As Father's Day approaches, two Helsinki day care centres have decided to rename the paternal celebration to be more inclusive, but some people on social media responded with dismay. A day care chief says their updated curriculum includes an equality policy mandate.

Lapsen tekemiä isänpäivän piirroksia.
Children will be making cards for their fathers, mothers, grandparents - or for whomever they want - at two Helsinki day care centres on Nov 10. Image: Elina Mäyrä / Yle

Instead of Father's Day kids at Helsinki's Yliskylä and Kulosaari day care centres on November 10 will instead celebrate a day of relatives or supportive people in their lives, Yle reported on Thursday. This year, Father's Day is officially observed in Finland on Sunday, November 12.

Day care chiefs say that the move is intended to spare fatherless children or those with traumatic paternal relationships the grief or feelings of exclusion accompanied by traditional Father's Day activities such as a morning tea service and the crafting of cards and small gifts.

Many people on social media were less than thrilled by the centres' intentions, with many denouncing the name change as overarching political correctness, a disrespect for traditions and an offense towards fathers.

Day care director Mervi Eskelinen from Yliskylä says none of these accusations are in line with what they are trying to accomplish – and that dads are as welcome as ever to visit the centre for coffee and games on the big day.

"Families decide for themselves which relative or guardian will accompany the child on November 10th," Eskelinen says. "This way all the children can start off the special day with someone close to them. The same goes for Mother's Day."

Eskelinen iterates that the more neutral nomenclature has its roots in the new curriculum guidelines, which emphasise equality and parity.

Day cares have right to choose

All of Helsinki's more than 300 municipal day care centres have the freedom to choose how or whether to celebrate special days, and what to call the festivities. How much the children's family background factors in is also at the centres' discretion.

Helsinki's early-childhood education director, Satu Järvenkallas, says she trusts the pedagogical abilities of all day care staff members.

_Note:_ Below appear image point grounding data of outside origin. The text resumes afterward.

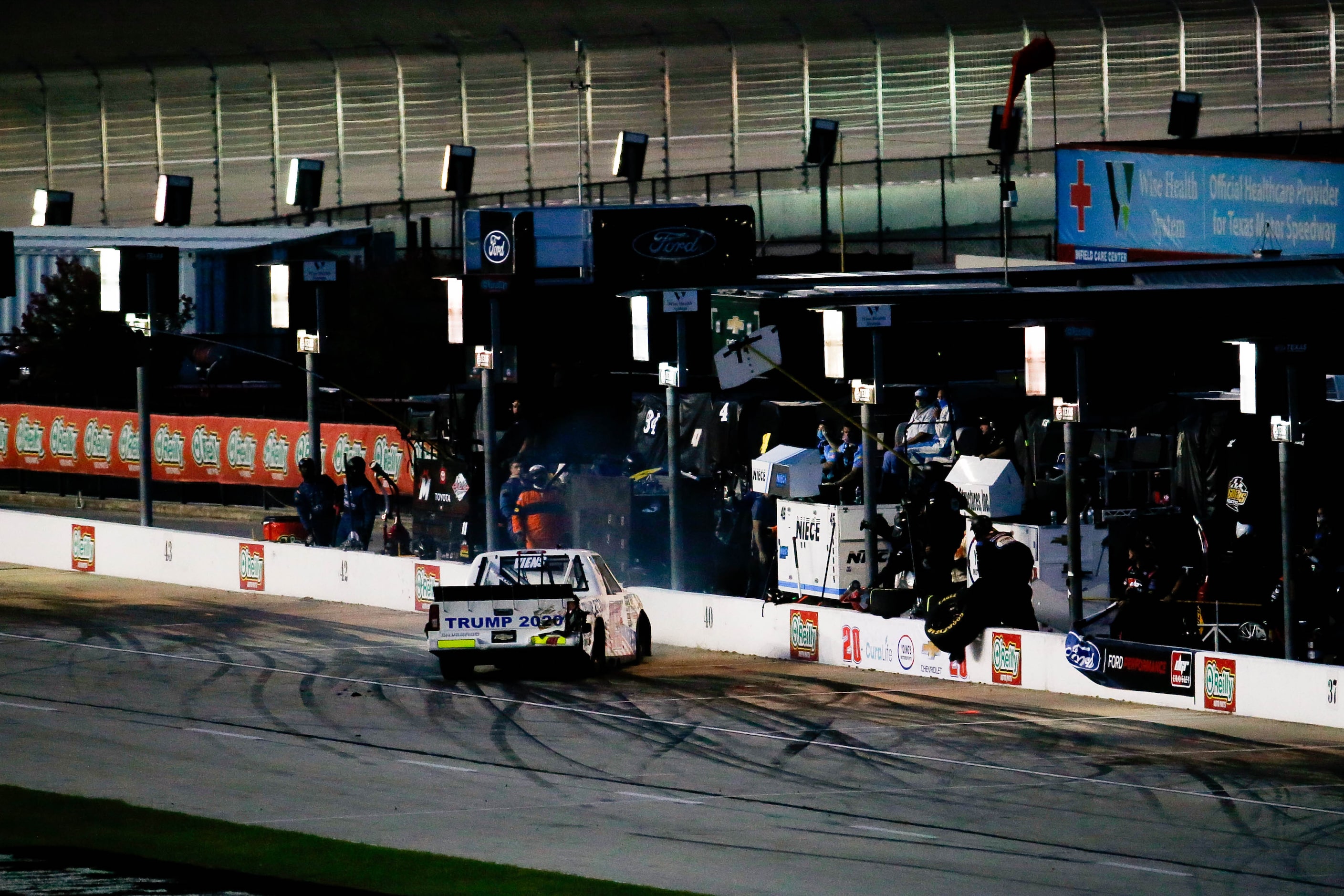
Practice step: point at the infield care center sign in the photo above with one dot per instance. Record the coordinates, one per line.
(1128, 206)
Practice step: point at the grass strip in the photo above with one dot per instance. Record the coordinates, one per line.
(40, 820)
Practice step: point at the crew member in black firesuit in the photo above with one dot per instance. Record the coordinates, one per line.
(1000, 595)
(315, 501)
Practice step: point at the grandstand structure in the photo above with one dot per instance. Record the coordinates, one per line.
(228, 93)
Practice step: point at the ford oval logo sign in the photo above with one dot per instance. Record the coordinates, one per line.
(674, 244)
(496, 248)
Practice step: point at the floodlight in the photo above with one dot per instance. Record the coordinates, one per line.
(305, 183)
(109, 280)
(628, 162)
(53, 208)
(455, 308)
(640, 328)
(833, 342)
(280, 296)
(1034, 343)
(459, 164)
(822, 142)
(172, 205)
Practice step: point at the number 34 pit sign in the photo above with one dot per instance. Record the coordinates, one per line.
(748, 358)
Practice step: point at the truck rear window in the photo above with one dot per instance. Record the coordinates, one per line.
(534, 569)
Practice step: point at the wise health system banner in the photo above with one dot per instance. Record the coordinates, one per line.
(1127, 206)
(236, 450)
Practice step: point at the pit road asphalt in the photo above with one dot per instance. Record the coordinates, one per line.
(695, 770)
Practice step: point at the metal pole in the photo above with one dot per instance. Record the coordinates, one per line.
(674, 418)
(1285, 524)
(871, 462)
(147, 449)
(826, 210)
(492, 521)
(1072, 511)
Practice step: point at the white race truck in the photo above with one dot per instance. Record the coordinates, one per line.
(515, 610)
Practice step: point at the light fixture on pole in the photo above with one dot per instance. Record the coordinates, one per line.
(172, 202)
(305, 183)
(53, 208)
(459, 166)
(822, 152)
(628, 162)
(455, 308)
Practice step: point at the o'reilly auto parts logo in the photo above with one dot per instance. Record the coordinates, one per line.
(1006, 657)
(804, 635)
(427, 579)
(81, 549)
(496, 246)
(1219, 684)
(252, 566)
(674, 244)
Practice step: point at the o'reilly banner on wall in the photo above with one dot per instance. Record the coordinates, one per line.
(1137, 206)
(674, 245)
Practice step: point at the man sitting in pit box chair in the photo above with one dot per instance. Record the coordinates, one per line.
(550, 608)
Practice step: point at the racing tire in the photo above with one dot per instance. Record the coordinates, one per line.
(455, 668)
(643, 638)
(598, 653)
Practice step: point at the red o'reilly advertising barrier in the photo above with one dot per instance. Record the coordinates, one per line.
(236, 450)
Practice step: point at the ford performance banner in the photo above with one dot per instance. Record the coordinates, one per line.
(1128, 206)
(188, 449)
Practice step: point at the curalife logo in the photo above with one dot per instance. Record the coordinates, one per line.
(27, 437)
(241, 450)
(97, 442)
(389, 456)
(1006, 659)
(1120, 208)
(81, 549)
(275, 453)
(63, 438)
(128, 444)
(674, 244)
(205, 448)
(252, 566)
(170, 448)
(427, 579)
(496, 246)
(1081, 653)
(1219, 684)
(804, 635)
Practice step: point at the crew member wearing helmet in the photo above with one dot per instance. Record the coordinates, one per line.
(540, 516)
(315, 501)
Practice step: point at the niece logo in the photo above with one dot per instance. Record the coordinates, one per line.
(252, 566)
(81, 549)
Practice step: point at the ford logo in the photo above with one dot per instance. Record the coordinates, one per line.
(496, 248)
(674, 244)
(1081, 653)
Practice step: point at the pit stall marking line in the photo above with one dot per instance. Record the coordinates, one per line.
(871, 751)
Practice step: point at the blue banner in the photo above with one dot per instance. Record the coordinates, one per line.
(1112, 202)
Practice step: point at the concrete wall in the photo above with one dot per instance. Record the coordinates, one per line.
(1260, 687)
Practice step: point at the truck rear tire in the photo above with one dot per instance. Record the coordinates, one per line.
(455, 668)
(643, 638)
(598, 646)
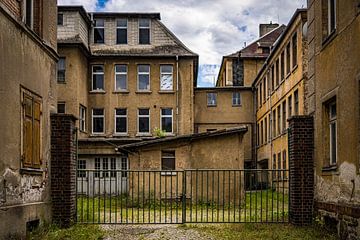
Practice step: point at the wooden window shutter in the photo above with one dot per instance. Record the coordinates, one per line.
(28, 131)
(36, 135)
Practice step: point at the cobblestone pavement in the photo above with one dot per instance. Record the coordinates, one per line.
(135, 232)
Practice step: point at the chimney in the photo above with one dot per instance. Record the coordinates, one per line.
(267, 27)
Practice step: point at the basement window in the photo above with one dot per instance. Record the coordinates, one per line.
(168, 160)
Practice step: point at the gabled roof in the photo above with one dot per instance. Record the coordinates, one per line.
(188, 137)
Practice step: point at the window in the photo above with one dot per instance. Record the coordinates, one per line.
(284, 115)
(29, 13)
(168, 160)
(99, 35)
(332, 111)
(144, 121)
(290, 105)
(144, 77)
(61, 107)
(166, 77)
(60, 19)
(331, 16)
(97, 167)
(272, 78)
(288, 54)
(61, 70)
(277, 72)
(261, 132)
(98, 120)
(284, 164)
(113, 167)
(211, 99)
(274, 123)
(105, 167)
(236, 99)
(279, 119)
(144, 31)
(124, 166)
(81, 166)
(294, 49)
(166, 120)
(265, 126)
(121, 120)
(121, 31)
(31, 134)
(82, 118)
(97, 77)
(296, 102)
(279, 165)
(120, 77)
(282, 70)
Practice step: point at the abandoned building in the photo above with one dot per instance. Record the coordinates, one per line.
(333, 99)
(28, 95)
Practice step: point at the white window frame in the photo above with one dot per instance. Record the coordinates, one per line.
(329, 17)
(167, 74)
(212, 103)
(121, 116)
(98, 27)
(138, 121)
(333, 121)
(122, 27)
(143, 73)
(97, 116)
(82, 118)
(167, 116)
(237, 101)
(121, 73)
(149, 27)
(97, 73)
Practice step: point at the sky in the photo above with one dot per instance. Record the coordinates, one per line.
(210, 28)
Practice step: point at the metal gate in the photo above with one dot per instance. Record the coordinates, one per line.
(184, 196)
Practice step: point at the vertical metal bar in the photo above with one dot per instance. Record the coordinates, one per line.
(207, 195)
(160, 197)
(196, 196)
(184, 174)
(218, 198)
(234, 195)
(212, 196)
(223, 202)
(177, 195)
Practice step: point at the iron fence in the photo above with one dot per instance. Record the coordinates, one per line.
(183, 196)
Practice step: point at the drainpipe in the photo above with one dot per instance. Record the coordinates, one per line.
(177, 95)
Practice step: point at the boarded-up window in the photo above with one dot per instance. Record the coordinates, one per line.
(31, 122)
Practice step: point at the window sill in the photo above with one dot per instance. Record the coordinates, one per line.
(143, 92)
(329, 39)
(169, 173)
(97, 92)
(121, 92)
(31, 171)
(166, 92)
(295, 68)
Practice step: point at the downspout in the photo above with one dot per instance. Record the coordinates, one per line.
(177, 95)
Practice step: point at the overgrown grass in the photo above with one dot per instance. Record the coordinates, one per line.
(76, 232)
(263, 231)
(257, 206)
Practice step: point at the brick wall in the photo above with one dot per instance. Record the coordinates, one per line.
(63, 169)
(301, 167)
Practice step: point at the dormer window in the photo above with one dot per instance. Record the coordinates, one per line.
(144, 31)
(99, 28)
(121, 31)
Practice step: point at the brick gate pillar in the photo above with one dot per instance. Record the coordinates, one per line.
(63, 169)
(301, 168)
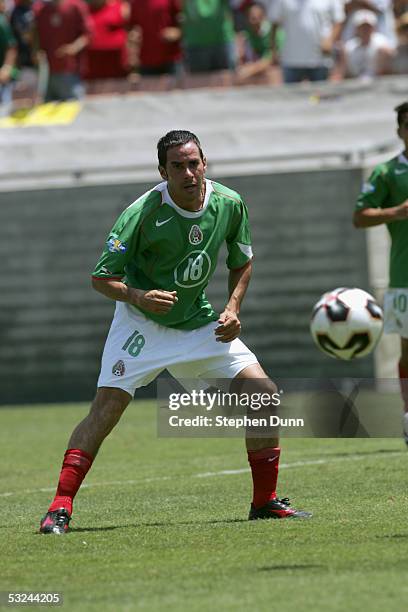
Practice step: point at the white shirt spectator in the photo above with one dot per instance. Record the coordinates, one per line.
(306, 23)
(385, 24)
(363, 60)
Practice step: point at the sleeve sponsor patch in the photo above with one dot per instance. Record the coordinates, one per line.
(367, 188)
(115, 245)
(246, 249)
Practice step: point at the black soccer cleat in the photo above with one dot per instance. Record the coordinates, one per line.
(55, 522)
(276, 508)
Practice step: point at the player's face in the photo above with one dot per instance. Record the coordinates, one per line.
(184, 173)
(403, 131)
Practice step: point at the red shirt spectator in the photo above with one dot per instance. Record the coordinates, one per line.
(107, 56)
(155, 18)
(62, 28)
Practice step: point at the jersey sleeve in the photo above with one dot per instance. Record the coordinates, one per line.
(375, 192)
(119, 248)
(239, 238)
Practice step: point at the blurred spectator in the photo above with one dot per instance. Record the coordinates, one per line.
(399, 62)
(368, 53)
(385, 16)
(311, 28)
(106, 54)
(8, 58)
(62, 32)
(21, 21)
(208, 35)
(400, 7)
(158, 23)
(255, 45)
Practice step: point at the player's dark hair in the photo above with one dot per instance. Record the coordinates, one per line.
(401, 110)
(175, 138)
(257, 3)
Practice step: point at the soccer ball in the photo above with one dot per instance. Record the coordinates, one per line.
(346, 323)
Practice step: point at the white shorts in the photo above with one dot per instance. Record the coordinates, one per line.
(138, 349)
(396, 312)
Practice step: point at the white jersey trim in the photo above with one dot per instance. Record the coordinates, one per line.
(402, 159)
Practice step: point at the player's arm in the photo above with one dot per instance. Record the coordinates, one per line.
(369, 217)
(155, 300)
(230, 325)
(110, 270)
(372, 205)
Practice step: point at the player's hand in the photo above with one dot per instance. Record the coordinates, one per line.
(230, 327)
(401, 211)
(155, 300)
(66, 51)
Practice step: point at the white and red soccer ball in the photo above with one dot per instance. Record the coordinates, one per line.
(346, 323)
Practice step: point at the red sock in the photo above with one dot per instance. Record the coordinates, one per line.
(265, 467)
(74, 469)
(403, 374)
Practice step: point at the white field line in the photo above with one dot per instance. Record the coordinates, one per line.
(295, 464)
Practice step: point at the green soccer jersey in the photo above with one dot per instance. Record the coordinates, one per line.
(388, 187)
(207, 23)
(258, 44)
(155, 244)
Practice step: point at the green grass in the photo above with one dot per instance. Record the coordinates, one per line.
(148, 534)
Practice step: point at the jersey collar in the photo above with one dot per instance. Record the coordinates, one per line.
(187, 213)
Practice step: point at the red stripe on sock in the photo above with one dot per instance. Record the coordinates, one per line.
(403, 375)
(265, 468)
(75, 466)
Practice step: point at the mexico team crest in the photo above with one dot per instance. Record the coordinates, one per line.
(119, 368)
(196, 235)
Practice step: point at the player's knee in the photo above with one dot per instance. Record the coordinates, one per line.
(107, 409)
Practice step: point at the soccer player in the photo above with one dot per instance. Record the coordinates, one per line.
(384, 199)
(156, 263)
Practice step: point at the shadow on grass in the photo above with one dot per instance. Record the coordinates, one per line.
(156, 524)
(382, 451)
(283, 568)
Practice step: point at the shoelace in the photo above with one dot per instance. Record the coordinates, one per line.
(61, 520)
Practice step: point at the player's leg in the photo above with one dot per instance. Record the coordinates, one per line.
(403, 376)
(263, 458)
(106, 410)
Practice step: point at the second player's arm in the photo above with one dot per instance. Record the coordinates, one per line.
(369, 217)
(154, 300)
(238, 282)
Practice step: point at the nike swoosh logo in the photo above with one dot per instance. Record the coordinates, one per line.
(159, 223)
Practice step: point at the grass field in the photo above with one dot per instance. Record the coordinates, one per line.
(150, 533)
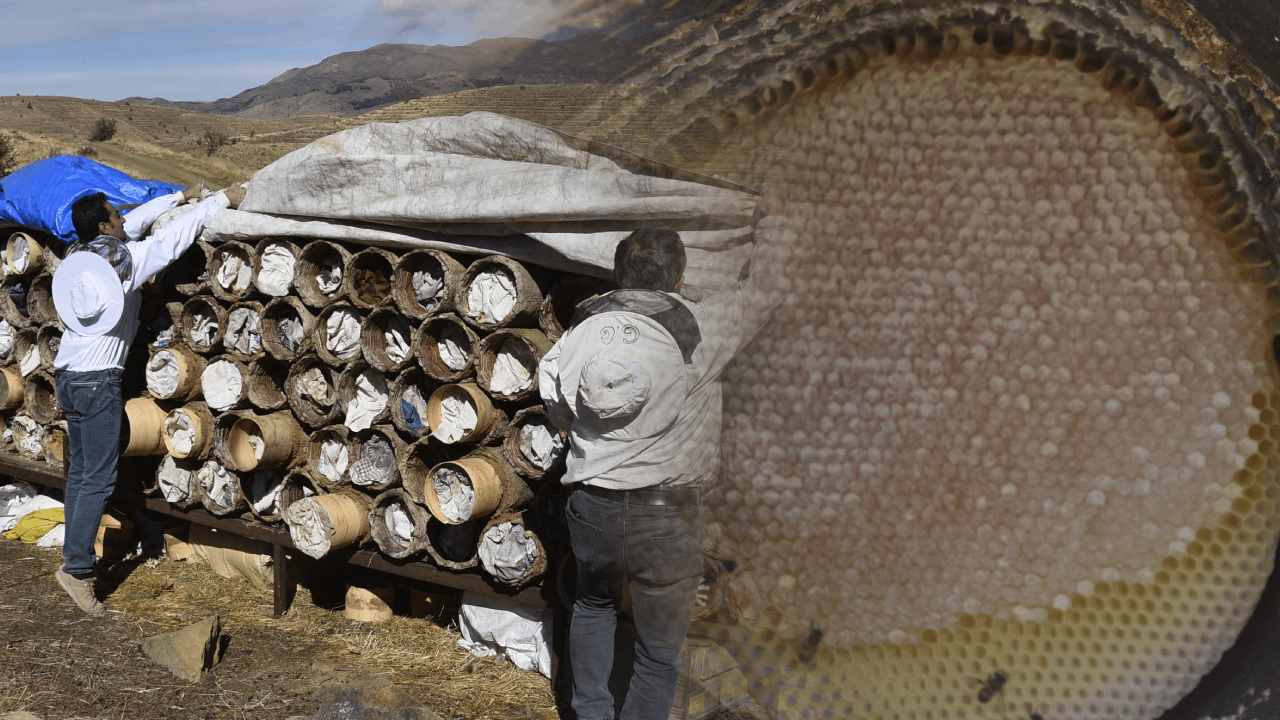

"This is not about doing away with Father's Day at all. I see no problem with there being a celebration of fathers as well as other close supportive adults at the same time. The important thing is to give every child the chance to participate," Järvenkallas says. "No one needs to feel left out."

Shifting family norms

Families that don't conform to traditional conceptions of the nuclear family are on the rise, with more mothers raising their children alone by choice and different varieties of so-called rainbow families.

Executive director Juha Turtiainen from the Single Parent Association says that all families have changed over the last few decades.

"Small families have changed as well. Families with single guardians have more in common than just the single-parent aspect."

The Yliskylä day care's policy is to make diversity visible and to make sure all children are treated equally.

"The world is changing, and so must we," says Eskelinen. "This relatives' day is just one step forward. We've only gotten positive responses so far."

Father's Day has been celebrated in Finland each November since the early 1970s, becoming an official flag day in 1987. The Finnish word läheinen can mean any especially close person, such as a relative or friend.